For the past 10 years, I have been involved with the Faculty as a parent, student, facilitator, lecturer and provocateur.  

My daughter, Yumna, started medicine in 2007 and she could engage openly in all student activities and got involved with service-orientated organisations and took on various leadership roles, including becoming president of SHAWCO Education. She personally had a full and balanced experience at UCT.  

She has since entered the places of work doing her internship and there, she has come up against unacceptable practices due to the entrenched systems of patriarchy and medical hierarchy.  

In 2011, while working as a lecturer in palliative medicine, it was brought to my attention that students had to declare their race (I prefer the term apartheid category) when signing attendance registers. The reason for this was that overseas funders needed proof of transformation when funding St Luke’s Hospice. I consider this to be an unacceptable practice. I discussed this with a group of final-year medical students during a tutorial at St Luke’s Hospice in Lentegeur.  

Interestingly, many of them had refused to categorise themselves in apartheid categories.  
They, however, opened up and told me how they are being discriminated against in the Faculty.  

An angry ‘Black’ young man said: 'We are being discriminated against, but you cannot your finger on it.' I promised that I would do something about the matter. I would try to put my finger on it.  

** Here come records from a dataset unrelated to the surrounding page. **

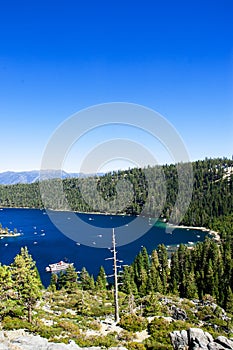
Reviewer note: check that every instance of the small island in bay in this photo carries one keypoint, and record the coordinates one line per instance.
(5, 232)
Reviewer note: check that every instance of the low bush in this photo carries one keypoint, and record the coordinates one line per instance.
(133, 323)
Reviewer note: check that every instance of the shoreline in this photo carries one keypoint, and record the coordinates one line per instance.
(215, 235)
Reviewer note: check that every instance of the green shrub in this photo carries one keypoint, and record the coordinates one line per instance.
(135, 346)
(133, 323)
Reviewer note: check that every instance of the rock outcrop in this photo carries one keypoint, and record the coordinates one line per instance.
(21, 340)
(197, 339)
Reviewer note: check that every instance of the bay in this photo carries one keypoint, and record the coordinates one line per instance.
(91, 238)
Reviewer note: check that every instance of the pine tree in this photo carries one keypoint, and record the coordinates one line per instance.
(229, 300)
(70, 279)
(26, 282)
(163, 266)
(8, 297)
(174, 274)
(53, 286)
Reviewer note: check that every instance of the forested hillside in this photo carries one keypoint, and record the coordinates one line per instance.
(211, 197)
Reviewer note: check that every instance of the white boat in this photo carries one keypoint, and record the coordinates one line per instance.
(61, 265)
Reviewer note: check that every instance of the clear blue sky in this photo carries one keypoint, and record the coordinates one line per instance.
(58, 57)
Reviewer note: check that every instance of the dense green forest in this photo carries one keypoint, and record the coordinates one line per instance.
(152, 190)
(195, 283)
(197, 280)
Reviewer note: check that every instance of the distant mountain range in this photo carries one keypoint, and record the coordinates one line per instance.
(12, 177)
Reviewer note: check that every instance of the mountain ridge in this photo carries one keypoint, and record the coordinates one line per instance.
(31, 176)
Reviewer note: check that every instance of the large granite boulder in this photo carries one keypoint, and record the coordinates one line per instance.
(197, 339)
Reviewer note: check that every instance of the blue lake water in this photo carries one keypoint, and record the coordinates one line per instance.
(91, 238)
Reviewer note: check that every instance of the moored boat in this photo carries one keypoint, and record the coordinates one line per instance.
(61, 265)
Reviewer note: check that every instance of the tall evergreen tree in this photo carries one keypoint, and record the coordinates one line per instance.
(26, 281)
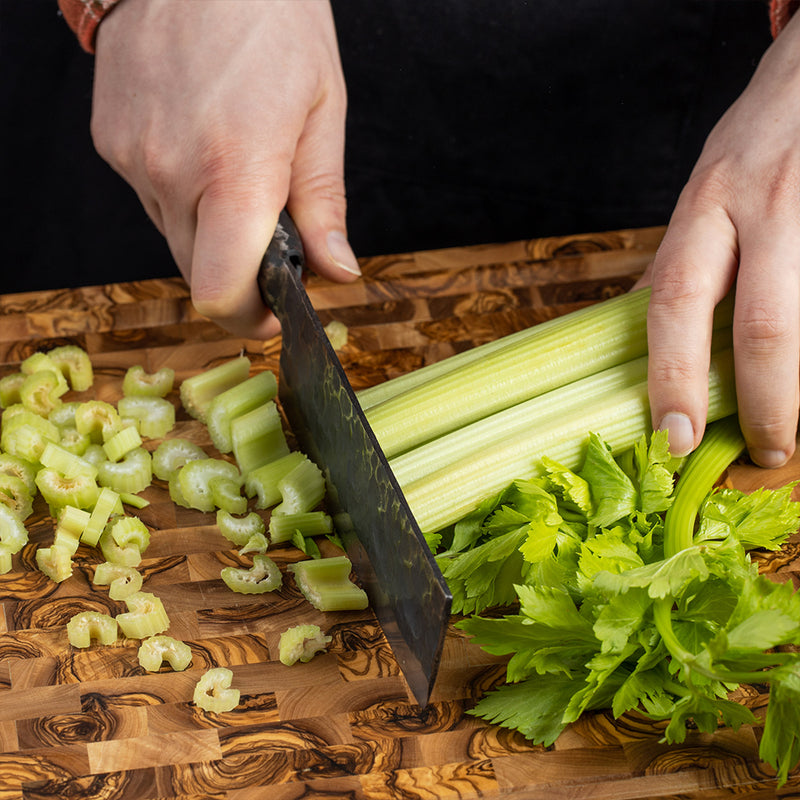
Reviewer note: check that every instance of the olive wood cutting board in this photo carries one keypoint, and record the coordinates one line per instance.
(92, 724)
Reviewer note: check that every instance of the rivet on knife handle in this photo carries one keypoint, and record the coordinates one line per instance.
(392, 560)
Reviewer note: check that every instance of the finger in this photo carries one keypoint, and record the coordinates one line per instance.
(766, 336)
(691, 273)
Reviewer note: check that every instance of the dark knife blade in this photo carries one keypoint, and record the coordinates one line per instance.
(390, 556)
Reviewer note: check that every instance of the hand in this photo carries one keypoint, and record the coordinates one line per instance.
(737, 220)
(218, 114)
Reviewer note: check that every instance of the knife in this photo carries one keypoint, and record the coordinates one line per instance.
(390, 557)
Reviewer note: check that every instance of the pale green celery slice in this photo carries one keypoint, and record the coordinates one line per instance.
(14, 495)
(58, 490)
(121, 443)
(172, 454)
(194, 480)
(145, 616)
(131, 475)
(301, 643)
(326, 584)
(19, 468)
(262, 482)
(257, 437)
(239, 530)
(75, 365)
(155, 416)
(122, 581)
(213, 692)
(138, 383)
(41, 392)
(55, 562)
(282, 527)
(227, 494)
(85, 626)
(97, 419)
(301, 489)
(13, 534)
(448, 494)
(264, 576)
(9, 389)
(104, 507)
(55, 457)
(234, 402)
(155, 650)
(199, 390)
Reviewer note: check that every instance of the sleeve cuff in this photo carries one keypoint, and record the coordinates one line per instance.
(83, 17)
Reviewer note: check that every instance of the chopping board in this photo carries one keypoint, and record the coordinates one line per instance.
(92, 724)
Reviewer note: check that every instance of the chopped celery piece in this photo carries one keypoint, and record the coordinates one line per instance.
(199, 390)
(172, 454)
(138, 383)
(58, 490)
(155, 650)
(41, 392)
(122, 581)
(301, 643)
(75, 364)
(194, 480)
(227, 494)
(65, 463)
(155, 416)
(145, 616)
(13, 534)
(88, 625)
(234, 402)
(263, 576)
(104, 507)
(121, 443)
(263, 481)
(97, 419)
(55, 562)
(301, 489)
(213, 691)
(257, 437)
(14, 494)
(133, 474)
(282, 527)
(238, 530)
(326, 584)
(9, 389)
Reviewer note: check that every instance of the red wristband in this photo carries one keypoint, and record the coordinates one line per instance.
(83, 16)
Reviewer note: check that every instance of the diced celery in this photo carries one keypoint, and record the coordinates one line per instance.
(257, 437)
(213, 691)
(301, 643)
(239, 530)
(199, 390)
(264, 576)
(133, 474)
(155, 650)
(138, 383)
(155, 416)
(301, 489)
(282, 527)
(326, 584)
(194, 480)
(145, 616)
(234, 402)
(172, 454)
(263, 481)
(88, 625)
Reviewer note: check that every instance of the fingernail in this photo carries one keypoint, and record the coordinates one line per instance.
(680, 433)
(341, 252)
(769, 459)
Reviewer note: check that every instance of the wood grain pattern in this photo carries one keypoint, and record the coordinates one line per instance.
(93, 724)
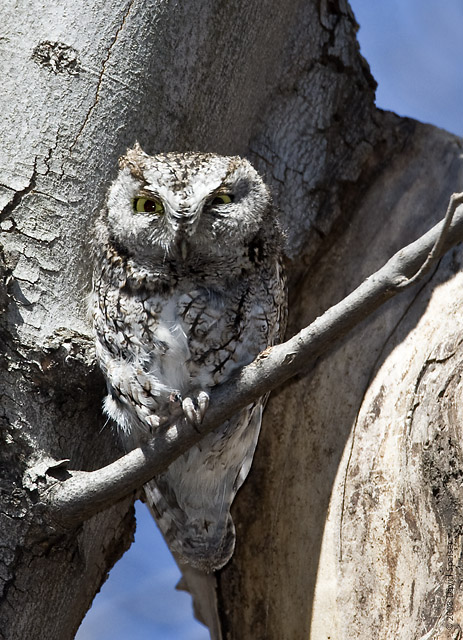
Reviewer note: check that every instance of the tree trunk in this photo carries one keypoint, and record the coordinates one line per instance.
(349, 523)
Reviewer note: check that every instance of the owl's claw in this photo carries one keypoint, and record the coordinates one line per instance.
(195, 411)
(203, 403)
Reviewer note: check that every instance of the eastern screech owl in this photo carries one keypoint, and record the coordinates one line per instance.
(188, 288)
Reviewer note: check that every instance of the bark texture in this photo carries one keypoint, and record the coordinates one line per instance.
(346, 521)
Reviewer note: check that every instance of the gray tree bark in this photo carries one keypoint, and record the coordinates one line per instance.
(349, 524)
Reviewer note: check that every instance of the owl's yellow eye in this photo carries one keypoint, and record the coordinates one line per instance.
(147, 205)
(221, 198)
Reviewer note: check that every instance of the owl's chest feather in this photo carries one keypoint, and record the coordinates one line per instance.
(192, 338)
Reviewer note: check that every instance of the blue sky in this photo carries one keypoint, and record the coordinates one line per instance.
(415, 51)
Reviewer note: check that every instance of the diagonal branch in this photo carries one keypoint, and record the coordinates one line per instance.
(84, 494)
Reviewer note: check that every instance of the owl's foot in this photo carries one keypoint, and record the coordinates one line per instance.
(195, 411)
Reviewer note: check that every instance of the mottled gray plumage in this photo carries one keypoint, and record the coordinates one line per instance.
(188, 288)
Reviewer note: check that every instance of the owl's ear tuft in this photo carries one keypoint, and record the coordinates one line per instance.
(133, 159)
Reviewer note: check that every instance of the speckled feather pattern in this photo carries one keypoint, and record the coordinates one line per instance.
(182, 300)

Anyway, I did some work in this sphere and started a project called ‘Healing through Transformation ─ Putting Your Finger on it.’ 

One needed to understand why this was happening in post-apartheid South Africa at the University of Cape Town, which was led by people who believed in an egalitarian and non-racial society.  

At the time, I was trying to work out how to unify the Faculty around the issues of transformation and thought that I should use the Constitution of South Africa and the Bill of Human Rights for this purpose.  

It then occurred to me that we had the Faculty Charter, which is quietly displayed in the entrance hall and which nobody takes much notice of.  

I am happy to say that it has since been re-adopted by the Faculty during its centenary celebrations.  

2015 brought in the Rhodes Must Fall and the Fees Must Fall campaigns with all its progressiveness and trauma. 

It is necessary for all peace-loving South Africans, wherever we are, to work towards a united, democratic, non-racial, non-sexist, prosperous South Africa.  

We need to lose the apartheid categories. We need to focus on our common humanity. We need to see ourselves as human beings, South Africans, global citizens, creatures of God.  

We have achieved a great deal in this country.  

I am now a full citizen in the land of my birth and have tasted the fruits of freedom.  

I am acutely conscious of the fact that many of my compatriots have not yet had the full advantage of freedom.  

At this Faculty it is our responsibility to stop students and staff from feeling discriminated against. The Faculty is taking this very seriously and has started a programme called ‘Intersections of Healing.’ Leslie London, Sipho Dlamini and I are provocateurs on the White Privilege/Black Pain Committee. We have our work cut out for us.  

We need a Faculty where everyone feels at home and, as stated on the Faculty Charter, that they are able to realise their full potential and become active participants in the academic life of the Faculty.  

In case we think that these are lofty ideals and not achievable, we in South Africa have many wonderful role models who were prepared to stand up and be counted under very difficult circumstances.  

The spirits of our foremothers are still with us.-Lilian Ngoyi, Rahima Moosa, Evelyn de Bruyn, Helen Joseph. 

We need to tap into their strength and experience to sustain us.  

We need to take the negative feelings of anger, frustration, 
guilt and change it into compassion and re-energise  
ourselves to achieve these ideals". 

Following Julie’s departure from UCT in 2017, she has been involved in family matters. Her interests lie in transformation, politics and women’s rights advocacy.